“Al Wasat was suspended on 4 June for no good reason,” said Alexandra El Khazen, the head of RSF’s Middle East desk. “This suspension ‘until further notice’ constitutes an unprecedented act of censorship and means the end of independent journalism in Bahrain. We call on information minister Ali Al-Rumaihi to rescind this disgraceful decision and to do everything possible to help the newspaper to resume operating.”
The pro-government Bahraini Journalists Association expressed regret at Al Wasat’s closure and proposed coordination with the labour ministry with the aim of finding new jobs for its employees. Several Al Wasat journalists have criticized the BJA’s response on social networks, calling it belated and hypocritical.
On Instagram, the journalist Mohamed Jedhafsi accused the BJA of having no real desire to intervene and lacking interest in the fate of the newspaper’s employees. Also using Instagram, the photojournalist Abdullah Hassan said the BJA could have looked at the reasons for the newspaper’s closure instead of just commenting on its consequences.
Announcing Al Wasat’s suspension on 4 June, a national news agency communiqué accused the newspaper of repeatedly breaking the law, sowing divisions and undermining Bahrain's relations with other countries. And it said an article in its 4 June issue (on a wave of protests in the Moroccan city of Al Hoceima) had defamed a fellow Arab country.
Al Wasat’s suspension was condemned in a joint letter published on 8 June by RSF and other media freedom and human rights NGOs.
Created in 2002, Al Wasat has been harassed by the authorities for years. Last January, its online edition was suspended for three days for inciting “discord in society and the spirit of sedition.” The print edition was banned for two days in August 2015.

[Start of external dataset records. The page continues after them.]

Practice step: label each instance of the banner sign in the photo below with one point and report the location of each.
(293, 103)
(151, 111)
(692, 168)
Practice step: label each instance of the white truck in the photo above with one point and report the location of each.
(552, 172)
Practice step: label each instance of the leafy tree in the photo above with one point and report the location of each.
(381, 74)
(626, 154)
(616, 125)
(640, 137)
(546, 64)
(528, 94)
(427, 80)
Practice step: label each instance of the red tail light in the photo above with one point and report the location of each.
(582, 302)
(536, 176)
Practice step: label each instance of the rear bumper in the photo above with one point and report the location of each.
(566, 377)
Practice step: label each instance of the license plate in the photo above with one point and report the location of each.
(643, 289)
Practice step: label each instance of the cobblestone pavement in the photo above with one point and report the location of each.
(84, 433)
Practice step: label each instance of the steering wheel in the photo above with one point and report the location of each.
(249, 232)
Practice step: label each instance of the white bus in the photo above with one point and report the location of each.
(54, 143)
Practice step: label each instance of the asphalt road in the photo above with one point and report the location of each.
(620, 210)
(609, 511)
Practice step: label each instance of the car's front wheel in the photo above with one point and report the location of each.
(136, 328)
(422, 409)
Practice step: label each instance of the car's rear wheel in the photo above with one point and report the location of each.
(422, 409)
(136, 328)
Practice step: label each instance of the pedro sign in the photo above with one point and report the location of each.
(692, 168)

It was first suspended (for one day) at the start of April 2011, at the height of unrest inspired by the Arab Spring, for allegedly publishing false information and endangering the state’s security and reputation.

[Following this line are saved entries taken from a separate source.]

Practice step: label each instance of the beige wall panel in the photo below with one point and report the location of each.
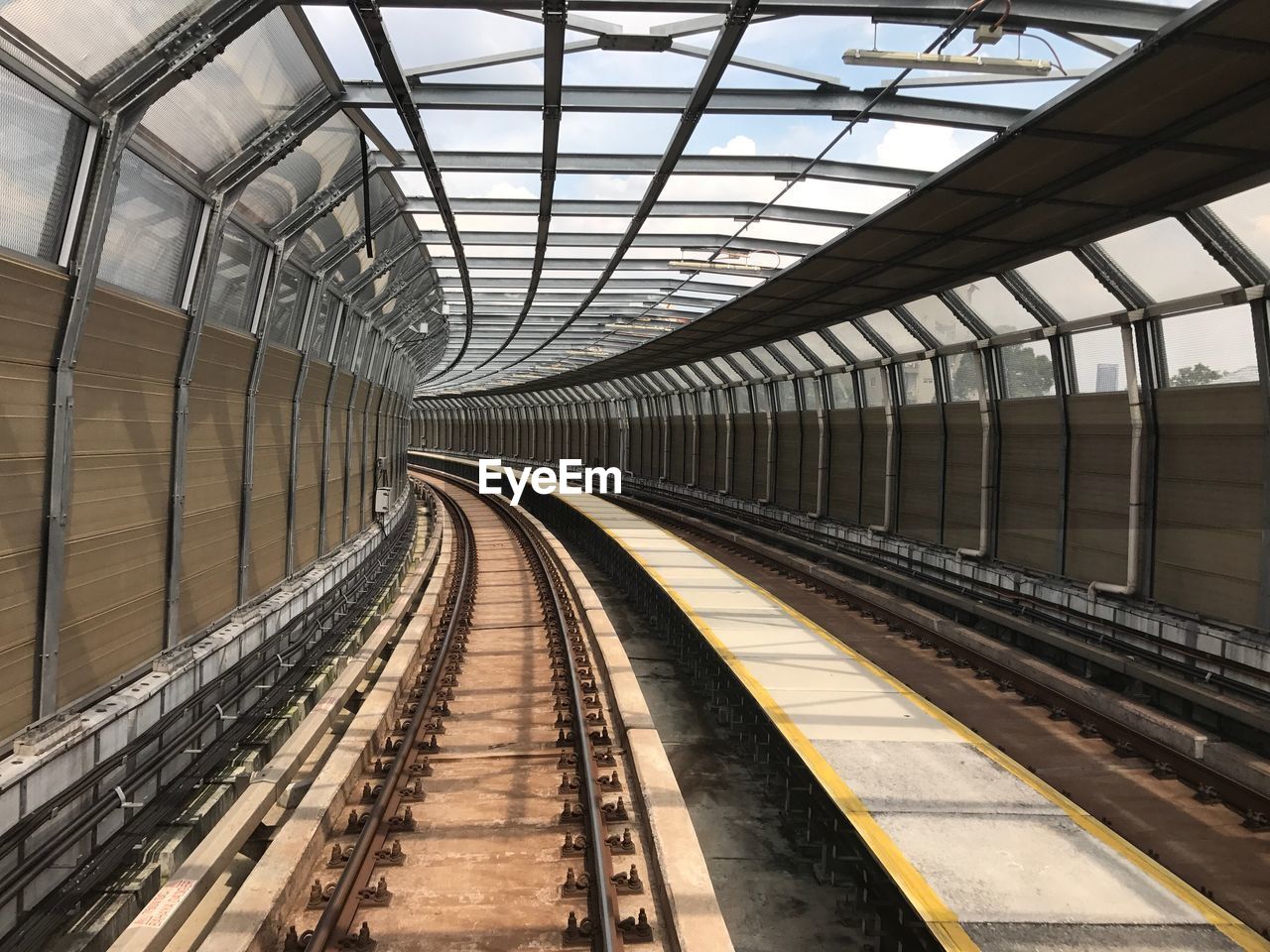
(213, 479)
(1209, 500)
(706, 451)
(962, 472)
(308, 509)
(271, 470)
(743, 456)
(843, 466)
(1030, 453)
(117, 535)
(32, 301)
(1097, 508)
(920, 471)
(873, 492)
(789, 457)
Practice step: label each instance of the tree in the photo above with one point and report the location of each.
(1194, 376)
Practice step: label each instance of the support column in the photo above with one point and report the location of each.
(268, 301)
(86, 258)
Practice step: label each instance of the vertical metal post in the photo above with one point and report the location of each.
(825, 436)
(325, 429)
(1064, 379)
(1261, 340)
(770, 479)
(314, 302)
(113, 137)
(358, 329)
(268, 301)
(204, 272)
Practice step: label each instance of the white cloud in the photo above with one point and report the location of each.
(737, 145)
(911, 146)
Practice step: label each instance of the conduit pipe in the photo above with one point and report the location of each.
(1135, 445)
(889, 485)
(987, 484)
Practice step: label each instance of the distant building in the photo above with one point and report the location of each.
(1107, 380)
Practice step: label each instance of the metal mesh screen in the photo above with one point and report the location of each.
(40, 153)
(150, 234)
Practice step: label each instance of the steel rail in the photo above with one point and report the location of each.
(341, 905)
(603, 892)
(33, 929)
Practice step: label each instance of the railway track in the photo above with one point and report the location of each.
(497, 814)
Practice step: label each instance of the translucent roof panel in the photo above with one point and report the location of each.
(282, 188)
(1247, 214)
(1166, 261)
(1070, 287)
(95, 39)
(993, 303)
(245, 90)
(1209, 347)
(853, 341)
(939, 320)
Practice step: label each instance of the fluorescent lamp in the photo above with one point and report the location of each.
(714, 267)
(943, 61)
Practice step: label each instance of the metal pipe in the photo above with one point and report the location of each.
(1135, 502)
(985, 468)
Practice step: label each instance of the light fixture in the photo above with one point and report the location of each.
(943, 61)
(714, 267)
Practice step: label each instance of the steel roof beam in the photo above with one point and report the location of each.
(639, 211)
(1115, 18)
(779, 167)
(833, 102)
(585, 239)
(397, 87)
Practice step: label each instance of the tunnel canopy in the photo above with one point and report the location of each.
(530, 195)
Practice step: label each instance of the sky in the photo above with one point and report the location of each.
(425, 39)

Karim Fakhrawi, one of Al Wasat’s founders and a member of its board, died in police custody on 12 April 2011, a week after being arrested. RSF expressed outrage at his death at the time.
He and three other Al Wasat journalists including editor Mansoor Al Jamri were accused of publishing false information and endangering state security, for which the other three were finally sentenced to pay a fine of 1,000 dinars each in October 2011.
With at least 14 journalists and citizen-journalists currently detained, the Kingdom of Bahrain is one of the Middle East’s biggest prisons for journalists. It is ranked 164th out of 180 countries in RSF’s 2017 World Press Freedom Index.